ECON 626: Problem Set 7
\[ \def\Er{{\mathrm{E}}} \def\En{{\mathbb{En}}} \def\cov{{\mathrm{Cov}}} \def\var{{\mathrm{Var}}} \def\R{{\mathbb{R}}} \newcommand\norm[1]{\left\lVert#1\right\rVert} \def\rank{{\mathrm{rank}}} \newcommand{\inpr}{ \overset{p^*_{\scriptscriptstyle n}}{\longrightarrow}} \def\inprob{{\,{\buildrel p \over \rightarrow}\,}} \def\indist{\,{\buildrel d \over \rightarrow}\,} \DeclareMathOperator*{\plim}{plim} \]
Problem 1
In “Marijuana legalization and traffic fatalities revisited”, Chen and French (2023) analyze how marijuana legalization in the US affected traffic fatalities.
TWFE
Chen and French (2023) begin by estimating a two-way fixed effects (TWFE) model, \[ F_{it} = \alpha + \beta_1 MM_{it} + \beta_2 RM_{it} + X_{it}\gamma + \eta_i + \theta_t + \varepsilon_{it} \] where \(F_{it}\) is log traffic fatalaties per 100,000 in state \(i\) and year \(t\), \(MM_{it}\) is an indicator for medical marijuana being legal, \(RM_{it}\) is an indicator for legalized recreational marijuana, and \(X_{it}\) are state covariates including traffic volume, economic conditions, and demographics. Chen and French (2023) present estimates of the TWFE model “for comparison with the literature,” but also compute other estimators. Why? What is a problem with TWFE here?
Multiple Treatments
Suppose \(1/2\) of states legalized medical marijuana in a single year and no other changes occurred in \(MM_{it}\). Also suppose \(1/4\) of states legalized recretaional marijuana in a single later year and no other changes occurred in \(RM_{it}\). That is, there is no variation in treatment timing, but there are multiple treatments. For simplicity, ignore covariates. Would estimating a TWFE model, \[ F_{it} = \alpha + \beta_1 MM_{it} + \beta_2 RM_{it} + \eta_i + \theta_t + \varepsilon_{it} \] recover an interpretable average treatment effect on the treated?
\(DID_M\), \(DID_\ell\)
Chen and French (2023) also report the \(DID_M\) and \(DID_\ell\) estimators? What are these? What sort of average treatment effect do they estimate? (You will need to read Chen and French (2023) and perhaps also Chaisemartin and D’Haultfœuille (2020) to answer this.)
Results
Table 2 and Figure 1 show the main results of the paper. What conclusions would you draw from these?
Problem 2
Consider the following linear regression model such that \[ Y_i = β_0 + X_i β_1 + u_i , \] where \(X_i\) and \(Y_i\) are observed random variables. Let us assume that \(\Er [u_i ] = 0\) but \(\cov(X_i , u_i ) \neq 0\). Suppose that there exists a variable \(Z_i\) such that \(\cov(X_i , Z_i ) > 0\) and \(\cov(Z_i , u_i ) > 0\).
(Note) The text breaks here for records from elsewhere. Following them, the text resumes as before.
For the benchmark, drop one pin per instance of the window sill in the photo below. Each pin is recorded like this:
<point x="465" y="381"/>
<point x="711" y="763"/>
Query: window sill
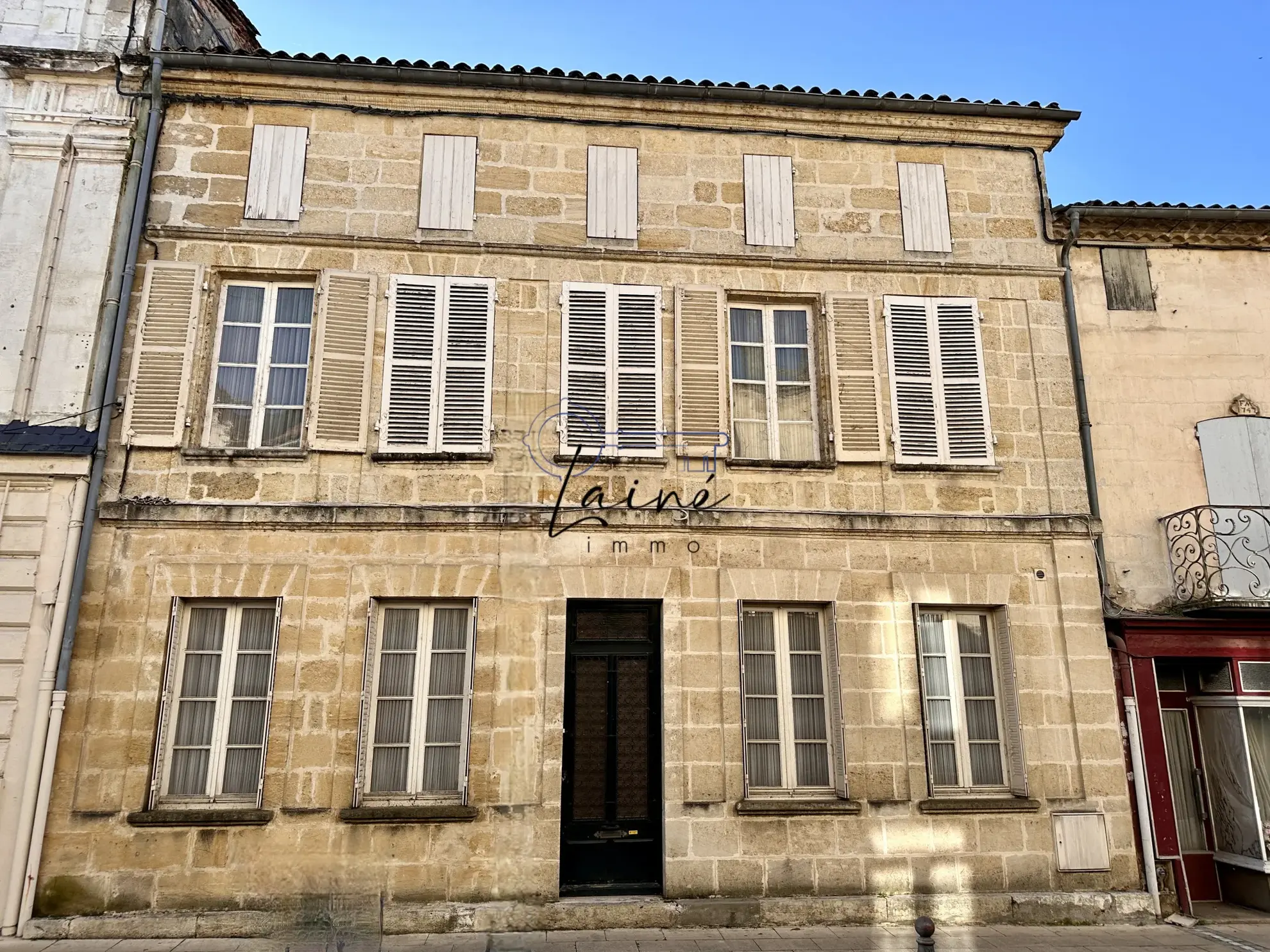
<point x="945" y="467"/>
<point x="978" y="805"/>
<point x="797" y="808"/>
<point x="432" y="813"/>
<point x="780" y="465"/>
<point x="432" y="457"/>
<point x="217" y="453"/>
<point x="211" y="817"/>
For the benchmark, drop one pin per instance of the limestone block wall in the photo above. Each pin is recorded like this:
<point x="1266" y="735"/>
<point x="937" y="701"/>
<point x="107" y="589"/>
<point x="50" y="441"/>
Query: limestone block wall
<point x="96" y="862"/>
<point x="1151" y="376"/>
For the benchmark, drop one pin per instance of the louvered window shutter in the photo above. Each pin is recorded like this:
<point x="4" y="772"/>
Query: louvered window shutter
<point x="447" y="198"/>
<point x="163" y="356"/>
<point x="912" y="381"/>
<point x="276" y="177"/>
<point x="964" y="395"/>
<point x="638" y="370"/>
<point x="466" y="366"/>
<point x="342" y="362"/>
<point x="768" y="199"/>
<point x="412" y="365"/>
<point x="1010" y="717"/>
<point x="613" y="192"/>
<point x="584" y="367"/>
<point x="700" y="372"/>
<point x="924" y="206"/>
<point x="855" y="400"/>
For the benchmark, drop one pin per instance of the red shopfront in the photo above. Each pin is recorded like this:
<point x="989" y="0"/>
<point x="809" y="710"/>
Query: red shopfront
<point x="1203" y="689"/>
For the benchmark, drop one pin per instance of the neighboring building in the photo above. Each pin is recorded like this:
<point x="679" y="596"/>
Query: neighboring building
<point x="65" y="137"/>
<point x="1175" y="331"/>
<point x="338" y="642"/>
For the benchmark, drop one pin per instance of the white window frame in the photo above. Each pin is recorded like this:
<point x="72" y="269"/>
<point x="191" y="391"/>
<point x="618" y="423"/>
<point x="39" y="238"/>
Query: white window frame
<point x="176" y="671"/>
<point x="961" y="742"/>
<point x="264" y="349"/>
<point x="419" y="711"/>
<point x="771" y="383"/>
<point x="785" y="701"/>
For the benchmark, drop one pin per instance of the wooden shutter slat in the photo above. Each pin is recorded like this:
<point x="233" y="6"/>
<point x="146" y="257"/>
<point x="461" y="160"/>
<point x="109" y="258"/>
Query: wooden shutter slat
<point x="163" y="356"/>
<point x="613" y="197"/>
<point x="447" y="198"/>
<point x="412" y="351"/>
<point x="342" y="363"/>
<point x="963" y="386"/>
<point x="466" y="366"/>
<point x="276" y="174"/>
<point x="912" y="380"/>
<point x="700" y="370"/>
<point x="855" y="400"/>
<point x="638" y="369"/>
<point x="924" y="206"/>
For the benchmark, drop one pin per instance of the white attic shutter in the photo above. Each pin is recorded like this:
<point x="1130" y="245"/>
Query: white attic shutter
<point x="466" y="366"/>
<point x="855" y="399"/>
<point x="768" y="199"/>
<point x="342" y="362"/>
<point x="912" y="381"/>
<point x="584" y="371"/>
<point x="638" y="369"/>
<point x="447" y="198"/>
<point x="276" y="177"/>
<point x="613" y="192"/>
<point x="412" y="356"/>
<point x="924" y="206"/>
<point x="163" y="356"/>
<point x="964" y="395"/>
<point x="1015" y="760"/>
<point x="700" y="370"/>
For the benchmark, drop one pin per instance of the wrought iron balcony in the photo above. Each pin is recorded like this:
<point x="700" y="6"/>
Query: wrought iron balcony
<point x="1219" y="556"/>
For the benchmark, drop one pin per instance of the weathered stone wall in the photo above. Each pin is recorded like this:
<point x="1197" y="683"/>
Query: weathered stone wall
<point x="1151" y="376"/>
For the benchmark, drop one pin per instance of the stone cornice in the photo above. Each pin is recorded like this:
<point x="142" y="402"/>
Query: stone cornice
<point x="366" y="517"/>
<point x="247" y="237"/>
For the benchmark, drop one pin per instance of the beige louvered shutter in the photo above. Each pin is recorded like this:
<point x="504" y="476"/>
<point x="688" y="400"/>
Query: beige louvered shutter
<point x="700" y="370"/>
<point x="163" y="356"/>
<point x="466" y="366"/>
<point x="915" y="418"/>
<point x="1015" y="760"/>
<point x="412" y="355"/>
<point x="276" y="177"/>
<point x="924" y="207"/>
<point x="584" y="367"/>
<point x="638" y="369"/>
<point x="855" y="399"/>
<point x="447" y="198"/>
<point x="342" y="363"/>
<point x="768" y="199"/>
<point x="964" y="392"/>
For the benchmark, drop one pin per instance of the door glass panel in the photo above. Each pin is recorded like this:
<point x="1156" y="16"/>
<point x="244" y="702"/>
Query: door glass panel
<point x="1181" y="776"/>
<point x="1230" y="787"/>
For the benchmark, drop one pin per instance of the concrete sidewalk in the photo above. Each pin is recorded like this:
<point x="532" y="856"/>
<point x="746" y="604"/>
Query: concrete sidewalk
<point x="1251" y="937"/>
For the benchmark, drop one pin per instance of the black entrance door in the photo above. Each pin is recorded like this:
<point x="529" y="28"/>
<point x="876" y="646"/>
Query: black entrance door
<point x="611" y="810"/>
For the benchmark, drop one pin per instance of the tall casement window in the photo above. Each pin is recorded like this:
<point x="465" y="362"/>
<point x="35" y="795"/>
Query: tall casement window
<point x="939" y="390"/>
<point x="262" y="366"/>
<point x="439" y="365"/>
<point x="973" y="738"/>
<point x="216" y="703"/>
<point x="418" y="702"/>
<point x="772" y="383"/>
<point x="611" y="370"/>
<point x="792" y="701"/>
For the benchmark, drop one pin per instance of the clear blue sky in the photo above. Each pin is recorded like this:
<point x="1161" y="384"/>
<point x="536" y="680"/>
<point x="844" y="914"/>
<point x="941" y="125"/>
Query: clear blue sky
<point x="1175" y="96"/>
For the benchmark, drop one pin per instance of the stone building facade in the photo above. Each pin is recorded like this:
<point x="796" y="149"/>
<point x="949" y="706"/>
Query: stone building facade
<point x="789" y="721"/>
<point x="1171" y="303"/>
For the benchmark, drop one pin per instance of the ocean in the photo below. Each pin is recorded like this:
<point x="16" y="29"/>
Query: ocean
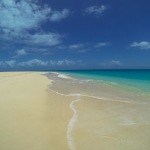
<point x="135" y="79"/>
<point x="110" y="110"/>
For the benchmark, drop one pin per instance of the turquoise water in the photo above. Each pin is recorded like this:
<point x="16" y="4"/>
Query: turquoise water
<point x="131" y="79"/>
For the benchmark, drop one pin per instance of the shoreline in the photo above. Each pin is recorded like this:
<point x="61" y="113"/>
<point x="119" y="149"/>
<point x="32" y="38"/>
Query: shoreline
<point x="31" y="116"/>
<point x="40" y="111"/>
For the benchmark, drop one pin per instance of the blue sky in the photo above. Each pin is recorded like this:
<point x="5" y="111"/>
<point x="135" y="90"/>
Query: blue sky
<point x="81" y="34"/>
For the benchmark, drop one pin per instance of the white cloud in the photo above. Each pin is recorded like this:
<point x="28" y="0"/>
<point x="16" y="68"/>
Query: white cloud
<point x="103" y="44"/>
<point x="76" y="46"/>
<point x="34" y="62"/>
<point x="19" y="17"/>
<point x="116" y="62"/>
<point x="113" y="63"/>
<point x="96" y="10"/>
<point x="19" y="53"/>
<point x="9" y="63"/>
<point x="59" y="15"/>
<point x="38" y="63"/>
<point x="141" y="45"/>
<point x="44" y="39"/>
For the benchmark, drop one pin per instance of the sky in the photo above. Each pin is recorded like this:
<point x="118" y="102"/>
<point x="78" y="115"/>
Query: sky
<point x="79" y="34"/>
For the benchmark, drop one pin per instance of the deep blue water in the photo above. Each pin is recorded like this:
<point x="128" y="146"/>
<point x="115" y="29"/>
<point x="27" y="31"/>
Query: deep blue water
<point x="138" y="79"/>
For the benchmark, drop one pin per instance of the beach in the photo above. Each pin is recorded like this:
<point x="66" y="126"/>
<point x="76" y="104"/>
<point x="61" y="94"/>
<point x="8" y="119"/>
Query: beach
<point x="40" y="110"/>
<point x="32" y="117"/>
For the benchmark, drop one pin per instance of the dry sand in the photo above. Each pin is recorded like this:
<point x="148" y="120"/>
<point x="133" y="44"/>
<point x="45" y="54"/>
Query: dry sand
<point x="32" y="117"/>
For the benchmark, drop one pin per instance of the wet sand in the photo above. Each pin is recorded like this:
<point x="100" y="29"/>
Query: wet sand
<point x="38" y="113"/>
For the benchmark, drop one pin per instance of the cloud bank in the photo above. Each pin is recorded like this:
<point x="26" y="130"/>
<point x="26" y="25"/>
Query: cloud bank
<point x="141" y="45"/>
<point x="95" y="10"/>
<point x="18" y="19"/>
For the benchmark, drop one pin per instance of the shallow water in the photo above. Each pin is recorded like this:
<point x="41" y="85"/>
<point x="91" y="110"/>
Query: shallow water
<point x="105" y="116"/>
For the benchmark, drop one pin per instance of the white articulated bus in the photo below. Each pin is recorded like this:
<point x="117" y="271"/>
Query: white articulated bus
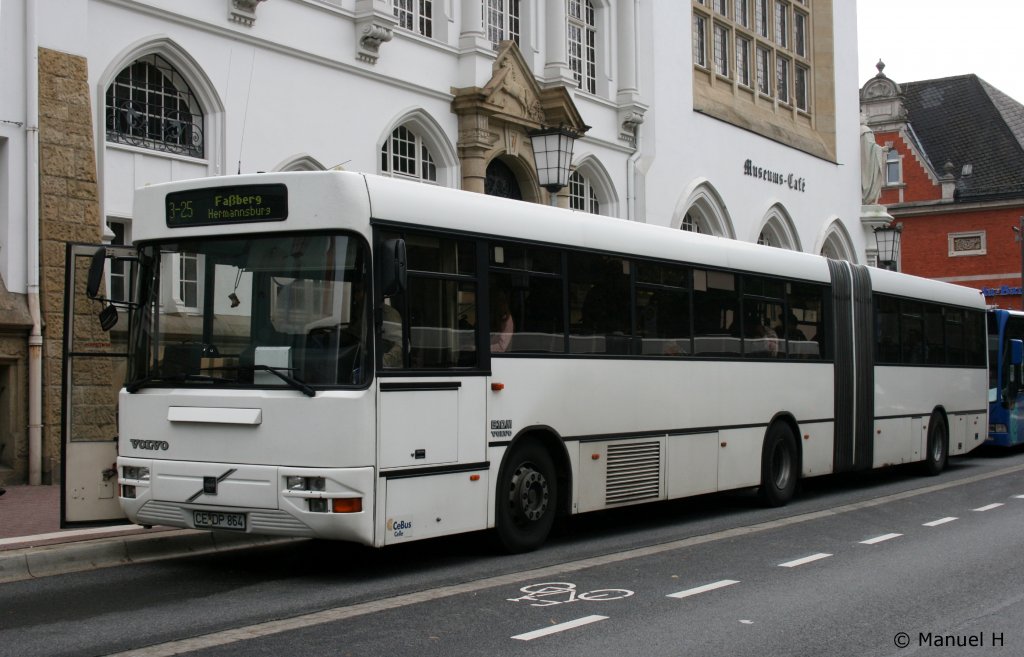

Find the asymptotic bias of the 2SLS estimator of \(\hat{\beta}_1\). (Recall that the asymptotic bias of an estimator is its probability limit minus the true parameter.) Can you determine unambiguously whether the 2SLS estimator tends to underestimate or overestimate the parameter \(β_1\) ? If so, give explanations how.